Writing letters to patients is a key part of my clinical practice. Henry Tufo, the mastermind behind the innovative Given Comprehensive Care Clinics at the University of Vermont, made sharing medical records with patients a standard practice years ago. Activating the patient for self-management is the goal and my patients still love getting a copy of their clinical notes, including any recommendations we discussed. What happens when we provide more information to the patient?

An article in this month's American Journal of Managed Care expands our knowledge of the effect of clinical decision support when it is extended to patients as well as providers. A team from ActiveHealth Management in New York City (part of the insurance giant Aetna), evaluated a system which sends decision support messages based on lab and billing data. The alerts to the physicians are followed 10 days later by a letter in lay language to the patient. Using an observational (non-randomized) design and claims data, they evaluated how often the alerts generated the intended action (changing a medication, ordering a test, etc.).

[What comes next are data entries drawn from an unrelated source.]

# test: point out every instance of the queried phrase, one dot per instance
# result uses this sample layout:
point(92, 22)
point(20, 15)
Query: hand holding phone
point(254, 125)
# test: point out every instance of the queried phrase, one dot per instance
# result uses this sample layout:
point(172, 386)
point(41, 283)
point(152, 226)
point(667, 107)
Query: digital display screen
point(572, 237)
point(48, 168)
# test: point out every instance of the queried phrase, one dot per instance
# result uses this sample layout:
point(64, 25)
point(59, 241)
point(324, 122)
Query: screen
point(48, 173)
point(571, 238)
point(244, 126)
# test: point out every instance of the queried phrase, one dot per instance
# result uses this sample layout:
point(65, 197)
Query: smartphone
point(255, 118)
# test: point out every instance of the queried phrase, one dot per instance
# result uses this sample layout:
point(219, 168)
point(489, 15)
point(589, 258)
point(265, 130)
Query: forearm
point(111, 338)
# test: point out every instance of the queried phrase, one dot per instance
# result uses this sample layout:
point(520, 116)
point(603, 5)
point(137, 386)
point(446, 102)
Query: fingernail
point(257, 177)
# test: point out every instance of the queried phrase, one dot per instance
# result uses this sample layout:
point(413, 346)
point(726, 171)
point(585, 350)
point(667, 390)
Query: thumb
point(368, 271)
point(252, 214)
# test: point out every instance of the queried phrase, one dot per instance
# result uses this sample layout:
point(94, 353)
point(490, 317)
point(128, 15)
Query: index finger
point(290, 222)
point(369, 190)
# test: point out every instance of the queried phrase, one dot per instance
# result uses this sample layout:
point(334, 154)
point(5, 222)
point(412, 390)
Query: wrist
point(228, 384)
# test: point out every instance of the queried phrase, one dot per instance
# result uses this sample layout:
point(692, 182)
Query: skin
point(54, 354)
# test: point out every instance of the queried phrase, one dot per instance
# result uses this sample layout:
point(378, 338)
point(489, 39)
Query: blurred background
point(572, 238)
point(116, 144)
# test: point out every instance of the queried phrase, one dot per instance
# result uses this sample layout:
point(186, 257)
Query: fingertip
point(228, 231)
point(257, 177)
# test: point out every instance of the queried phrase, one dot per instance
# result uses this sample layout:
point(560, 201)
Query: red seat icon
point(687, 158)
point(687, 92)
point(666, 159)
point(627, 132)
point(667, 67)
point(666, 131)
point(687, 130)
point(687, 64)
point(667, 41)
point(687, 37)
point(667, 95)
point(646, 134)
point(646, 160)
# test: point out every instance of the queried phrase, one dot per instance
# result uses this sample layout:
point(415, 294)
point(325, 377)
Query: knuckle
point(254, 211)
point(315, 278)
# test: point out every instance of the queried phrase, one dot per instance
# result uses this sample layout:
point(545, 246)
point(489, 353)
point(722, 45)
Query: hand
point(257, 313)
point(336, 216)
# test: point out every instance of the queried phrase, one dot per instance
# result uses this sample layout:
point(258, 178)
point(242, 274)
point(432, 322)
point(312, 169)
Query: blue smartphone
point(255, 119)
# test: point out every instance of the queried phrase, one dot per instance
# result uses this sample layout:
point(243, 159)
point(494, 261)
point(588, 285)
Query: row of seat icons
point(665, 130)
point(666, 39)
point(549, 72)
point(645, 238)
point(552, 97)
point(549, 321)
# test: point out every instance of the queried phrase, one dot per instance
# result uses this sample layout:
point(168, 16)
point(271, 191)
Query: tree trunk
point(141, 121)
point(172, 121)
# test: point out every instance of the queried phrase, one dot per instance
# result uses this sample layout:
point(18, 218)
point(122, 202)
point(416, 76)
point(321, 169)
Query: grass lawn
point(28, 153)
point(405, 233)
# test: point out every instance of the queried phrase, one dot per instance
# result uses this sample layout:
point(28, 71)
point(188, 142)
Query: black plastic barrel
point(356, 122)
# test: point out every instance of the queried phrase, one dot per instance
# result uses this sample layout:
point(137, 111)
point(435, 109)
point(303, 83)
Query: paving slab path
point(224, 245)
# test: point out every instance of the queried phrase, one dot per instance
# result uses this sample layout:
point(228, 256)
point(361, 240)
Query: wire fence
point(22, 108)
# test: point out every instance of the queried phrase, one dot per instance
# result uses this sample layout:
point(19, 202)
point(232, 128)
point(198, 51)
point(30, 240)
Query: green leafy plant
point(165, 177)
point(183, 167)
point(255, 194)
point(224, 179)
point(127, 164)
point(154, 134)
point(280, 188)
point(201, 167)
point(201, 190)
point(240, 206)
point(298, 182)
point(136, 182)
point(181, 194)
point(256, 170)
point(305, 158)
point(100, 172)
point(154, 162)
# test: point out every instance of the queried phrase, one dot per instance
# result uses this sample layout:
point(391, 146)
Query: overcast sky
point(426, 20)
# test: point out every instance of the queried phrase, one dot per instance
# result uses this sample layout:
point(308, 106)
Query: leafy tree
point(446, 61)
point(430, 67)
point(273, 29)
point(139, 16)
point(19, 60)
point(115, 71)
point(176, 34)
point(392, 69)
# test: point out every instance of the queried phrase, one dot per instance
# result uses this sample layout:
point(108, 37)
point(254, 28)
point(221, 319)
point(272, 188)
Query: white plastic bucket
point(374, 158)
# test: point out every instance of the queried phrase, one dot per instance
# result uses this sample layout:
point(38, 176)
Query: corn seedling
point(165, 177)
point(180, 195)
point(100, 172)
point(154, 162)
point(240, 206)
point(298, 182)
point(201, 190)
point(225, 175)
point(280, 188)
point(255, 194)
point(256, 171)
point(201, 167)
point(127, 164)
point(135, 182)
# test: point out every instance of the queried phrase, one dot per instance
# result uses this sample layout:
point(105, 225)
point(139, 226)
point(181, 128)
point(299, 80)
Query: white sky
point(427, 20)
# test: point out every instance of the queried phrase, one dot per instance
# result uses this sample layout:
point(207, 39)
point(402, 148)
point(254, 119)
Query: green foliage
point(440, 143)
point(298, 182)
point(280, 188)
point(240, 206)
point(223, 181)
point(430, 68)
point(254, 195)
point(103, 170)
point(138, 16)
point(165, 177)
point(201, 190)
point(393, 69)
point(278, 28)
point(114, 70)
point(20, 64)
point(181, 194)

Overall compliance with the alerts was only middling (~30%), but the rates went up when they started sending the letters to patients. The absolute gain of 3% was a statistically significant 12.5% relative gain when adjusted for age, sex, and the mix of alertable issues. In other words, they needed to mail about 33 letters to patients to generate one additional clinical action.

How could the system be improved? The article didn't say how good the data were that the alerts were based on. Billing data are notorious slow to arrive and full of errors. Basing alerts on near real-time information from laboratories and clinical records would help.

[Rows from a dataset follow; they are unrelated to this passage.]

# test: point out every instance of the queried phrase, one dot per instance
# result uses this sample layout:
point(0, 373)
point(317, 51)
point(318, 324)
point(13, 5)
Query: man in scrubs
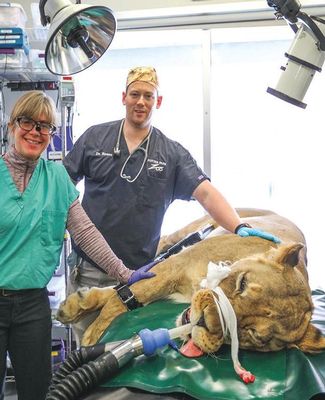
point(132, 173)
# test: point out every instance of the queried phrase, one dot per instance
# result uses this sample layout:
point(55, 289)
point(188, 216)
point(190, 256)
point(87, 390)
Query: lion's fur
point(267, 286)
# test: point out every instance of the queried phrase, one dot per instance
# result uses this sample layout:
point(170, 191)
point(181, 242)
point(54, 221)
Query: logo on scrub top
point(157, 166)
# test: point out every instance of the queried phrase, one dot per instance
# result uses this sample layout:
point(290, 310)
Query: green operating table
point(283, 375)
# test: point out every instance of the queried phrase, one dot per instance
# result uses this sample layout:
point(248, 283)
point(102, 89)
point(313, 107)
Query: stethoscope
point(117, 153)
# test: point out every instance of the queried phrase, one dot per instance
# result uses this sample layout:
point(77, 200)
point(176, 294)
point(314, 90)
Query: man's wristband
point(241, 226)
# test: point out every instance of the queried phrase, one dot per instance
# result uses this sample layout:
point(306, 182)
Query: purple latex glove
point(142, 273)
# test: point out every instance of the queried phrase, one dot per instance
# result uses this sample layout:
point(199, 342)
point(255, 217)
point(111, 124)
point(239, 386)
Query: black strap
point(127, 297)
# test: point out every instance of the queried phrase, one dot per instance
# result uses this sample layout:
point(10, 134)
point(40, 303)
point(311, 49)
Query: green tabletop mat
point(283, 375)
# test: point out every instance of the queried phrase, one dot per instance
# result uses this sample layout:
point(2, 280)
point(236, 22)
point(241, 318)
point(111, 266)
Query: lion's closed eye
point(241, 283)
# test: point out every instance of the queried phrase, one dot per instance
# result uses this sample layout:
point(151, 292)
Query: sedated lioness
point(267, 287)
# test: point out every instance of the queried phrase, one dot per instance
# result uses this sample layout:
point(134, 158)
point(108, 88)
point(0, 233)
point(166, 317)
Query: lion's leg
point(82, 302)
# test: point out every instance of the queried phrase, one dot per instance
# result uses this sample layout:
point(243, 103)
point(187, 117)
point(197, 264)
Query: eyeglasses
point(44, 128)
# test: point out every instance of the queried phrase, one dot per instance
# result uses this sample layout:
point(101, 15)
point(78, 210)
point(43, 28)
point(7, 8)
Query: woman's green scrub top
point(32, 225)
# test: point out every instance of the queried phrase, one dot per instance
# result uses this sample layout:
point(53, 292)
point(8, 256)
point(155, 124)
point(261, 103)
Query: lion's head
point(271, 300)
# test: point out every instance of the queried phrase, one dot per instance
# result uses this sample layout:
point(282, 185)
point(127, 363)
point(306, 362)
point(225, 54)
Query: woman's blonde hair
point(32, 105)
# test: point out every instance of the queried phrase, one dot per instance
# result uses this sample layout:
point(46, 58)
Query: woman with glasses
point(37, 203)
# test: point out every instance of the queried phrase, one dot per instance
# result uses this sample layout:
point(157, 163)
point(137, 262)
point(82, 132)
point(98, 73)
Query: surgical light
point(305, 56)
point(78, 36)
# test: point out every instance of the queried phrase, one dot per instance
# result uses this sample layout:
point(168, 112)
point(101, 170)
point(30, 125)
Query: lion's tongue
point(190, 350)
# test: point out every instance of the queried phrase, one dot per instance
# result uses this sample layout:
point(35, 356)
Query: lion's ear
point(289, 255)
point(312, 341)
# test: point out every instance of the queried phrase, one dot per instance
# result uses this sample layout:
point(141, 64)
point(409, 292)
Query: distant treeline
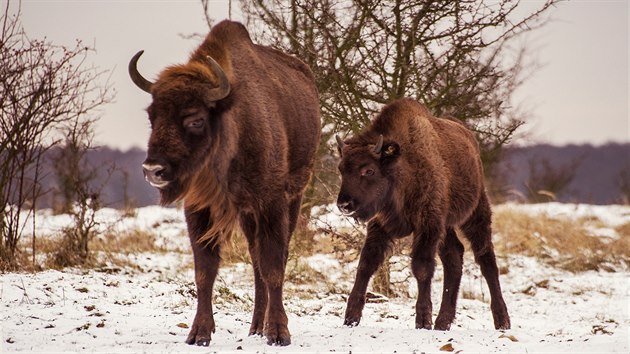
point(578, 173)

Activating the patient sooner rather than later might improve things, too. The Vermedx Diabetes Information System mails the patient letter the same day that it sends out the alert to the provider. This gives the provider only a few days of "grace" and encourages them to develop fast and effective office systems (so they get fewer alerts in the first place and deal with them before the patient calls).

Although the authors did not present any financial analysis, my back-of-the-envelope calculations are promising: If a letter costs $1.50 to generate and mail, the cost of moving one patient to a better state of care would be about $50. This is likely a very good bargain for many conditions. What's missing, though, is convincing evidence that the system really improves outcomes and saves money. For that, we will need a large scale randomized trial.

Sunday, November 2, 2008

Diabetes Incidence Going Up

The CDC just released more data on the incidence of diabetes by state. The rates have almost doubled over the last 10 years and now stand at about 9 new cases per 1,000 persons (age adjusted). That means 1.3 million new diabetic patients every year!

Minnesota has the lowest rate of new cases at 5/1000; Puerto Rico topped the list at 12.8.


We're going to need much better systems of chronic care management to handle the influx of millions of new patients. Or else, we can expect millions of premature heart attacks, strokes, kidney failures, amputations, and deaths. The costs will be overwhelming unless we get these patients insured, deploy smart management techniques, and pay very close attention to them over the years.